Silva made an appearance.
With the home team dropping a number of bouts to foreign fighters, Fabio Maldonado was expected to stem the tide as he entered the cage. His plans for victory almost never came to fruition, though, as Maldonado did not look good in the opening round against Dutch fighter Hans Stringer. However, in true it’s-not-over-until-it’s-over spirit, Maldonado rallied back to earn a second-round technical knockout. What came next is probably what fans will remember even more as time passes.
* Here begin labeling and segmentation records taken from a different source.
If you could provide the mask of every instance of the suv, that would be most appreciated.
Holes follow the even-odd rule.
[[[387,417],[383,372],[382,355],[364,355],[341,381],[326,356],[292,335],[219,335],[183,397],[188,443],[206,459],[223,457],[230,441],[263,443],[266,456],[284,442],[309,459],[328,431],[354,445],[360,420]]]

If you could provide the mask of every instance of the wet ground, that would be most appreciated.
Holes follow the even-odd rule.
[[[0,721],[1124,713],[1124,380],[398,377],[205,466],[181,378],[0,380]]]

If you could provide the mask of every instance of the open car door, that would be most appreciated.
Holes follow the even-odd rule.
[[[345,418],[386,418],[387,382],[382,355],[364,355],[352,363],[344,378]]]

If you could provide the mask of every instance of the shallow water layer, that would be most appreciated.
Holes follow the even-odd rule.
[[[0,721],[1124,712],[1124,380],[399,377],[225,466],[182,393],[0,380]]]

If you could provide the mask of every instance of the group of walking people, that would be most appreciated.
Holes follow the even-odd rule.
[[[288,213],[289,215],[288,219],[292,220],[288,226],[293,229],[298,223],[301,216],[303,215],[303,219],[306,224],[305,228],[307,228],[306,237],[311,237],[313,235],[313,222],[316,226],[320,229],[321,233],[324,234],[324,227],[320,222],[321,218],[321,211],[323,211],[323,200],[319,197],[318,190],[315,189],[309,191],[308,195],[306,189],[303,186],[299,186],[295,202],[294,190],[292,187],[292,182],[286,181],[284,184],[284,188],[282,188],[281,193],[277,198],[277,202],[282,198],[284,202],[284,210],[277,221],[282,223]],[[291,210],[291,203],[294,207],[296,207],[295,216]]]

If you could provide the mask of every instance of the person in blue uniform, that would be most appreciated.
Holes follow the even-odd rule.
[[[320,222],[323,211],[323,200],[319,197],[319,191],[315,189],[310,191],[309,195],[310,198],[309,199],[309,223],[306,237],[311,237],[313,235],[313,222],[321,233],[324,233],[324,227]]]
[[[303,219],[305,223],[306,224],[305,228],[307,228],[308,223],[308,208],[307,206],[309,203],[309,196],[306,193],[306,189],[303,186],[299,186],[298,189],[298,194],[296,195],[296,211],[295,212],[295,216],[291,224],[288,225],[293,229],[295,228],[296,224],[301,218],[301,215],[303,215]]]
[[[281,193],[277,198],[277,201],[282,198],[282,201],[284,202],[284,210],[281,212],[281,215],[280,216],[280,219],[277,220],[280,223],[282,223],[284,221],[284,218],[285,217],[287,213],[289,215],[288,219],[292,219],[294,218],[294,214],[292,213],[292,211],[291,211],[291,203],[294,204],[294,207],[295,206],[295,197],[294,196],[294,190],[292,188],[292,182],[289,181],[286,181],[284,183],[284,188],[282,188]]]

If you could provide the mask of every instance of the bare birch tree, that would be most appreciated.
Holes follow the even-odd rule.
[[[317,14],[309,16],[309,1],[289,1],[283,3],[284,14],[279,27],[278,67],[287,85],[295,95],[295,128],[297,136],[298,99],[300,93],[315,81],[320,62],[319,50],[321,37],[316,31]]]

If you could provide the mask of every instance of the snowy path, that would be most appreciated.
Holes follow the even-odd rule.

Maldonado climbed to the top of the cage and invited Silva to meet him atop the Octagon wall. Much to the delight of the partisan crowd, “The Spider” joined him for what quickly became an emotional embrace. It was a public burying of the hatchet, as the two reportedly had been at odds since Maldonado left Team Nogueira in 2013.

“[When] he came up, he hugged me,” Maldonado said. “I told him, ‘Hey man, I’m sorry. I’m sorry I didn’t speak to you personally and I left it to the press.’ I regretted some things I had said to him. I told him, ‘I’m sorry.’”

Silva did not need to hear anything more.

“Stop it. It’s all good,” Maldonado said the former middleweight champion told him. “So I gave him a kiss on the forehead.”

RUSH HOUR


(+ Enlarge) | Photo: D. Mandel/Sherdog.com

Will St. Pierre fight again?
Silva was not the only high-profile former champion not competing at UFC 179 to find his name being thrown around in the post-fight discussions. Georges St. Pierre is not even on the active roster, but that has not stopped people from asking about him ever since the popular Canadian vacated the welterweight title in December. People have wondered when he might return, and we seem to be getting close to an answer.

Even though he has received clearance from doctors to return to the gym, now that they are satisfied he has properly healed from another ACL injury, St. Pierre has remained rather quiet on the subject.

“I think he’ll come back, but he’s taking his time,” White said. “We haven’t talked about a fight. We have nothing even planned. [We are] not even thinking about a fight with Georges St. Pierre but just waiting for him to get back into shape.”

However, they did meet face to face last week, which should be seen as an encouraging sign.

“We literally sat down with GSP and just had lunch with him,” White said. “We sat down and talked, and he just got cleared last Friday or the Friday before. He’s ready to start training 100 percent. He’s going to take some time before he comes back.”

MISCELLANEOUS DEBRIS


(+ Enlarge) | Photo: G. Venga/Sherdog.com

Magny is on quite a roll.
Chute Boxe’s Lucas Martins is a featherweight fans normally want to watch. He can be exciting, hard-hitting and full of action. However, Darren Elkins seemed to mesmerize the young Brazilian, as he offered little offense over their three-round bout on the UFC 179 main card. Amazingly, Elkins was not offering a ton of offense in return to confuse his foe; he simply stood in front of him and was willing to absorb punishment. Several takedowns and grinding clinches allowed Elkins to control the fight and earned him the split decision win. Judge Vinicius Lins inexplicably scored it 30-27 for Martins and may want to look into another line of work; judges Richard Bertrand and Eric Colon restored sanity and scored it 30-27 for Elkins ... Scott Jorgensen missed weight, forfeited 20 percent of his purse and then took a brutal body kick from Wilson Reis before tapping to an arm-triangle choke. “By the time I realized I could breathe again, he had the arm-triangle,” Jorgensen said ... Neil Magny pounded out William Macario in the third-round on the undercard and earned his fifth win of 2014, tying Roger Huerta’s modern UFC record for wins in a calendar year ... The best fight on the preliminary portion of the card was a featherweight contest between Team Alpha Male’s Andre Fili and Felipe Arantes. All three rounds were close and full of punches, kicks, takedowns and submission attempts, but Fili did enough to earn a 29-28 unanimous decision.

ETC.


UFC 179 “Aldo vs. Mendes 2” drew a reported attendance of 11,415 to Maracanazinho Gymnasium.